Current guidance says claims may still be made for the previous four tax years. The exact deadline and eligibility conditions must be checked for each tax year.
Did employees receive the full £6 per week under the old rules?
No. The £6 figure was generally the weekly expense amount used to calculate tax relief. For a basic-rate taxpayer, relief on £6 was worth £1.20 a week.
Can an employer pay more than the standard homeworking amount?
Potentially, but the tax treatment depends on whether the payment reflects qualifying additional household costs and whether the necessary conditions and evidence are satisfied.

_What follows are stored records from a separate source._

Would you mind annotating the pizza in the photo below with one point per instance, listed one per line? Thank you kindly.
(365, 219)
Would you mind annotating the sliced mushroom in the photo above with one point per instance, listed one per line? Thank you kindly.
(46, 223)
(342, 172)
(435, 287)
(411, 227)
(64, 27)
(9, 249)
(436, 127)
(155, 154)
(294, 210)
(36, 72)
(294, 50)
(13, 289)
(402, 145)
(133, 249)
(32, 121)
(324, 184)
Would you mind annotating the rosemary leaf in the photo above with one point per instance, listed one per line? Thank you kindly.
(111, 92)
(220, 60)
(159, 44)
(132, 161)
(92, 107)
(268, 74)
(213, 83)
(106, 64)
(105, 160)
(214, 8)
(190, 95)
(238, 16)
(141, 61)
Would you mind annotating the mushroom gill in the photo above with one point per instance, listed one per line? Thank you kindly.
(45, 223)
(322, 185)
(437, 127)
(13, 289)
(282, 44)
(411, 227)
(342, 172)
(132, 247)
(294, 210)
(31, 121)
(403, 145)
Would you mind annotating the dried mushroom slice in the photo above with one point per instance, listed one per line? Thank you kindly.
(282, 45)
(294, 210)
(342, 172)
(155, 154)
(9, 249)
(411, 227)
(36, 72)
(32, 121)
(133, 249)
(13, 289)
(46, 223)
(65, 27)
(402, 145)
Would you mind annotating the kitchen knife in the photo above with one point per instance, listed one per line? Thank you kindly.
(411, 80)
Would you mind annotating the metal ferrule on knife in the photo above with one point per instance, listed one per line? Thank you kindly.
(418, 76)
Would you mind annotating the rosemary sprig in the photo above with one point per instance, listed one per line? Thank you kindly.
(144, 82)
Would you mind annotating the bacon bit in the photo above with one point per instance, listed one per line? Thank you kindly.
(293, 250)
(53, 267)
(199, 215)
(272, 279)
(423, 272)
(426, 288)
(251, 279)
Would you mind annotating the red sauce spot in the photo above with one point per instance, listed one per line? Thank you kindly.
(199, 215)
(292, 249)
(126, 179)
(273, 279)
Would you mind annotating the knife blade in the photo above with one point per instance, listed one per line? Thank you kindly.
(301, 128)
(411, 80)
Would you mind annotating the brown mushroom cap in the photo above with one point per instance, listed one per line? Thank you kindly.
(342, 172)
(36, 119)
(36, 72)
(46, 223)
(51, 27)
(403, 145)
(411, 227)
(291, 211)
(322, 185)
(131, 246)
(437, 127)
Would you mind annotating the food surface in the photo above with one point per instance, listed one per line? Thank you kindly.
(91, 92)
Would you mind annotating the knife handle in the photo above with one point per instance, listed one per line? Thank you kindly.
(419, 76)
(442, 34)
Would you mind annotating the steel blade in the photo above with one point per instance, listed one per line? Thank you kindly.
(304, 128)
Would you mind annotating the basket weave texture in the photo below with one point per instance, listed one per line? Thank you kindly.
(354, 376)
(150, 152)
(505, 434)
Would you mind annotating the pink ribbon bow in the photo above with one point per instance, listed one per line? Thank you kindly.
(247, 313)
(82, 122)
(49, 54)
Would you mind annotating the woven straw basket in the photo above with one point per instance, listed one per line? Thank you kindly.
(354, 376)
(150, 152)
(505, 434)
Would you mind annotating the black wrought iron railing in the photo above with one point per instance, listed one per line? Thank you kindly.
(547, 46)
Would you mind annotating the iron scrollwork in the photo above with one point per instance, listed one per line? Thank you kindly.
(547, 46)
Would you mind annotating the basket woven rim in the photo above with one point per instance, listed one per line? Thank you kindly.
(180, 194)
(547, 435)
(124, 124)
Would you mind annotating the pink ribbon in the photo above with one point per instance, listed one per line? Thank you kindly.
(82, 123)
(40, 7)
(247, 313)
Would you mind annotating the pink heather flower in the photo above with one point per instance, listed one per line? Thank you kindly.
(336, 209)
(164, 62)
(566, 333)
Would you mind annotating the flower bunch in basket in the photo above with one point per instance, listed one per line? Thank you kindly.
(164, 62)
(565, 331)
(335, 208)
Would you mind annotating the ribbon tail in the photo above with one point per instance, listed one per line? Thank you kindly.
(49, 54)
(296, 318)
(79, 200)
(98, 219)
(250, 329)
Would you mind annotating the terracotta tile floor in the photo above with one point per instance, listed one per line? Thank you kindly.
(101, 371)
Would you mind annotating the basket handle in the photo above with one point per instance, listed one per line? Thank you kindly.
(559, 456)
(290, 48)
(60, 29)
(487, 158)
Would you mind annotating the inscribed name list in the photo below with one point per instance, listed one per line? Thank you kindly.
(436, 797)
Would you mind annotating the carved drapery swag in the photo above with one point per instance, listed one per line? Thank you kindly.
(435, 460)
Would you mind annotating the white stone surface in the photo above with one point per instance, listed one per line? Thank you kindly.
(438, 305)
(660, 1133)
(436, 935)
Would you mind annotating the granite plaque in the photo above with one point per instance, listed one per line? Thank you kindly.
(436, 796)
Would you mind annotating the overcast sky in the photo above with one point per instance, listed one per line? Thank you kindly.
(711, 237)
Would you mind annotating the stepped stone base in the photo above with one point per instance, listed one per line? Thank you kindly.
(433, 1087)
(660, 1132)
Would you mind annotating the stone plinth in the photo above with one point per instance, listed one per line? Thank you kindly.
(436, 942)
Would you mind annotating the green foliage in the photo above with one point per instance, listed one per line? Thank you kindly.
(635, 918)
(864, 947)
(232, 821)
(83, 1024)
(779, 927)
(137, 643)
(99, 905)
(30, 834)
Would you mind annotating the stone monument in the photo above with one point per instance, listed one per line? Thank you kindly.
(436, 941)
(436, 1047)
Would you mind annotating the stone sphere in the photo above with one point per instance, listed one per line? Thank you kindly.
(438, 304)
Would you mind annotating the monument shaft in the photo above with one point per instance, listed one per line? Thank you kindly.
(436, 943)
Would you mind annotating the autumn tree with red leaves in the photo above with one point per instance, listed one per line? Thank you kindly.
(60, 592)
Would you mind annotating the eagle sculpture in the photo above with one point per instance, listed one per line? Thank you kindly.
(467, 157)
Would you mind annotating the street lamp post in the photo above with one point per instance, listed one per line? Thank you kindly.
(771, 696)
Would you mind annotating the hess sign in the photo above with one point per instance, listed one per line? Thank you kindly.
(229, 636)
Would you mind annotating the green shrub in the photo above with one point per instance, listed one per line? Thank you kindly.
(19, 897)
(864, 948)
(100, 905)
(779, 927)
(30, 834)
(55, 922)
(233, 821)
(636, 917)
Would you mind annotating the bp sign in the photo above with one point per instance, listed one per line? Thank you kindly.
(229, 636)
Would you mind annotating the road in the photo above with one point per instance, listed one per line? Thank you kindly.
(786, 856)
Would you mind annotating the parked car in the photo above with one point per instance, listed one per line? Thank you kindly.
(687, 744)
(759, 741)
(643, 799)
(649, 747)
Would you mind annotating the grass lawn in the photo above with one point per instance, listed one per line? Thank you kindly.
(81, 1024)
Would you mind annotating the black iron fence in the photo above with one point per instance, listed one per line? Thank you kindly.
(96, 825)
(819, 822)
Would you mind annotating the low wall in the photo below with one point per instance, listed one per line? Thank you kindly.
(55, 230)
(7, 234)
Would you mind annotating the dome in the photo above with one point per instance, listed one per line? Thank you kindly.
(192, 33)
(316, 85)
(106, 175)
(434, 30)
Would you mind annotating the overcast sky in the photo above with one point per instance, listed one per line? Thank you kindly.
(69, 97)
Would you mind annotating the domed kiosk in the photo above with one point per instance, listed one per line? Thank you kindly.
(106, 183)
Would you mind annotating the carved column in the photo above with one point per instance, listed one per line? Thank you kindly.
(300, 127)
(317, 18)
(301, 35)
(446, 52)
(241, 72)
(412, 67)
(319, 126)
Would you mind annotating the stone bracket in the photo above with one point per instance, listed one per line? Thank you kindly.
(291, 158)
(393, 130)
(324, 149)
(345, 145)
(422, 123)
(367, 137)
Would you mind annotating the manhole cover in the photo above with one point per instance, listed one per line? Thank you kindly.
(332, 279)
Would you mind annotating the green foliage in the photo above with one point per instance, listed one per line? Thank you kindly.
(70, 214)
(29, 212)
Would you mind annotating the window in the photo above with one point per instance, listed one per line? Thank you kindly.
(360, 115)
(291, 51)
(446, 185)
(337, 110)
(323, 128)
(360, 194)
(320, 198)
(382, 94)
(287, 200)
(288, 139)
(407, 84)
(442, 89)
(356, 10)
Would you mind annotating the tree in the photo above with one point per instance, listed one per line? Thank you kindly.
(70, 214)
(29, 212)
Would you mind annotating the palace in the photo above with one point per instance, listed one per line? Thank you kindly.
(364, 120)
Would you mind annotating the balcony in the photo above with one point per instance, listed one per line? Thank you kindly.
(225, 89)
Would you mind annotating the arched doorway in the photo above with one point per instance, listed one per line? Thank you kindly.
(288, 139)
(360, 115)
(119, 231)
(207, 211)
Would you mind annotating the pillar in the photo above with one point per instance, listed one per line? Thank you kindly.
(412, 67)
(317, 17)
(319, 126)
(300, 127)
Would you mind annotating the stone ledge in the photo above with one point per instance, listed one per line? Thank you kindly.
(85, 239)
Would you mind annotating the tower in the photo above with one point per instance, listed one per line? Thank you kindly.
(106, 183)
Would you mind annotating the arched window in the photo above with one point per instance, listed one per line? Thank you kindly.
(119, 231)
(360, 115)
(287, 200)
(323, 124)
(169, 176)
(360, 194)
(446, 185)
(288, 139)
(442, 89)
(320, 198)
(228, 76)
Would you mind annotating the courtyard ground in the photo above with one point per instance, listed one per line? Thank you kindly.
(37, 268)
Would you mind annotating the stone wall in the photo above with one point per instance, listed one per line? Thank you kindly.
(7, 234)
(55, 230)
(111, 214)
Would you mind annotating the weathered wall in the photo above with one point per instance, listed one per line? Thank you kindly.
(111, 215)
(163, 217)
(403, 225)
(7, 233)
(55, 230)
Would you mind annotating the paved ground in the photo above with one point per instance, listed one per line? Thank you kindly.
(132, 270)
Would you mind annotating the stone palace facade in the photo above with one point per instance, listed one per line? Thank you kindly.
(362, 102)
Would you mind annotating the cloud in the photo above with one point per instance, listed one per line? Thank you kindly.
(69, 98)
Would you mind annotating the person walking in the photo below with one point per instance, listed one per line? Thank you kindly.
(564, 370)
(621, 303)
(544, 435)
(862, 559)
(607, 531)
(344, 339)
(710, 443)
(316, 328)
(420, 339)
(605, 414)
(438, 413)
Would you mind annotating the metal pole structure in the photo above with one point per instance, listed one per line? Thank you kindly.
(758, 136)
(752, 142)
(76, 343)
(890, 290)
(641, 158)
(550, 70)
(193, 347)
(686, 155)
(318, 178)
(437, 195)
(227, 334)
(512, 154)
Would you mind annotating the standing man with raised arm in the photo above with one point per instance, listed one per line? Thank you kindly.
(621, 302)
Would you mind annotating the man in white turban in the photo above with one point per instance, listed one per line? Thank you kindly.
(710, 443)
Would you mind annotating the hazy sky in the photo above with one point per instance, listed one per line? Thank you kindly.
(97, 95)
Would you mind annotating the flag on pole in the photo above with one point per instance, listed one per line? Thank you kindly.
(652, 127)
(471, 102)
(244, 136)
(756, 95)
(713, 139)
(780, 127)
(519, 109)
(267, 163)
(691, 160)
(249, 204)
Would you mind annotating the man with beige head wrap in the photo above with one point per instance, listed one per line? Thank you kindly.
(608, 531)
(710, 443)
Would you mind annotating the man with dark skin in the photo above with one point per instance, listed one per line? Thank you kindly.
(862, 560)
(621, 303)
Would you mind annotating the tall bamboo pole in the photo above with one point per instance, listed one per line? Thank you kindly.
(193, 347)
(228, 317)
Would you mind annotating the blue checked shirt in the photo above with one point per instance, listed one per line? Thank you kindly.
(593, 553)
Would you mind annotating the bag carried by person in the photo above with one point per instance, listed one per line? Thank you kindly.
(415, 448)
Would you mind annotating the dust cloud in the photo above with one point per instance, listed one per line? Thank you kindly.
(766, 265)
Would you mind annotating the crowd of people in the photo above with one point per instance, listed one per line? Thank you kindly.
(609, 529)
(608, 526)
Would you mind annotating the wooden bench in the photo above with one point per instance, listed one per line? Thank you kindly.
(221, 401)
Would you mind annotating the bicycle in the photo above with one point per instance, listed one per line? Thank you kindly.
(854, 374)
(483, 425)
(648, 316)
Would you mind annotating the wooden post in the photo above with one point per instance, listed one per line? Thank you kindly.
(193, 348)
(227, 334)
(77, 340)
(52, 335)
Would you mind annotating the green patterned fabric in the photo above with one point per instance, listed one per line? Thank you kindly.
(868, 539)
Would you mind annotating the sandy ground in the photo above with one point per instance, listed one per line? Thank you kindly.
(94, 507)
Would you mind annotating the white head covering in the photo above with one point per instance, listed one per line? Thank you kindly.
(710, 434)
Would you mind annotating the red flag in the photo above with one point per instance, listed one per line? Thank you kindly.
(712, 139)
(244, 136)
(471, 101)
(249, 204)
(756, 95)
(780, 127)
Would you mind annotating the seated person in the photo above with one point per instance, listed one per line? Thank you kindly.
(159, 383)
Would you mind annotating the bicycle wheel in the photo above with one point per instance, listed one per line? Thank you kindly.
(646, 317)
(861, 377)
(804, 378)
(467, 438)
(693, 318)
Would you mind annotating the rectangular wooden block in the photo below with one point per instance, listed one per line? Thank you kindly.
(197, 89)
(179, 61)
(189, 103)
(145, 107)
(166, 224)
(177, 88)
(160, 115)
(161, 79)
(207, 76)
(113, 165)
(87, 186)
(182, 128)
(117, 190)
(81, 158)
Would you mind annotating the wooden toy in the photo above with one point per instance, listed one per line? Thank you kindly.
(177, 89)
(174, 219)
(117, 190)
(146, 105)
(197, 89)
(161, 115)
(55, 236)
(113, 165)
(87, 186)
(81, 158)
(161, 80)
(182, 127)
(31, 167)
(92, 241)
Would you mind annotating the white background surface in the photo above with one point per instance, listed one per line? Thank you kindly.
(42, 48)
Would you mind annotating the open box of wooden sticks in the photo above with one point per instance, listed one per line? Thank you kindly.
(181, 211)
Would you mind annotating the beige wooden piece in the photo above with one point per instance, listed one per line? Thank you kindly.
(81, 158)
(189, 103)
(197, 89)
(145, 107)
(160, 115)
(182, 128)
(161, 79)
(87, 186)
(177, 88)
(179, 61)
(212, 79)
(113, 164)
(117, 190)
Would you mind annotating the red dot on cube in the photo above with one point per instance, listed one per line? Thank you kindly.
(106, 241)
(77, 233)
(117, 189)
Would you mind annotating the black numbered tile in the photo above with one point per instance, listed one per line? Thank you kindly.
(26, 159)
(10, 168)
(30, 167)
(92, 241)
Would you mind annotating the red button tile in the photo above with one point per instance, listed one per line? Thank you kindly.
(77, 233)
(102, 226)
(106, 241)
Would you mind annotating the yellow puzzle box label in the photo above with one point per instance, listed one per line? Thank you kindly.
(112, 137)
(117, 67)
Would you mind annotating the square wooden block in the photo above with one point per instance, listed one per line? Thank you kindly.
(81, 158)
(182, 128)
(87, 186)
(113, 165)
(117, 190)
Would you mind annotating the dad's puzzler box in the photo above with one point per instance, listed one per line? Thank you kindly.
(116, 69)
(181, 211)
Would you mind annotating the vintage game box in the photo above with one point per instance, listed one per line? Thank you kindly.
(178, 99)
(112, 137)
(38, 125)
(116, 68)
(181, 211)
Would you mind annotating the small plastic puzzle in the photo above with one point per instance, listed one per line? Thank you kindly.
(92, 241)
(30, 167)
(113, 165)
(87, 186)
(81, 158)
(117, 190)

Does working from a kitchen table or spare room affect eligibility?
The room used is not the main test. The employment arrangement, requirement to work from home, nature of the cost and relevant tax rules are more important.
Can home internet or broadband costs be claimed separately?
The answer depends on the arrangement and whether there is a genuine additional qualifying cost. An existing private broadband subscription does not automatically become an allowable employee expense simply because it is also used for work.
Will working from home tax relief return in the future?
Future tax policy can change, but there is no basis for assuming that the former employee deduction will return. Employees and businesses should act on the rules currently in force.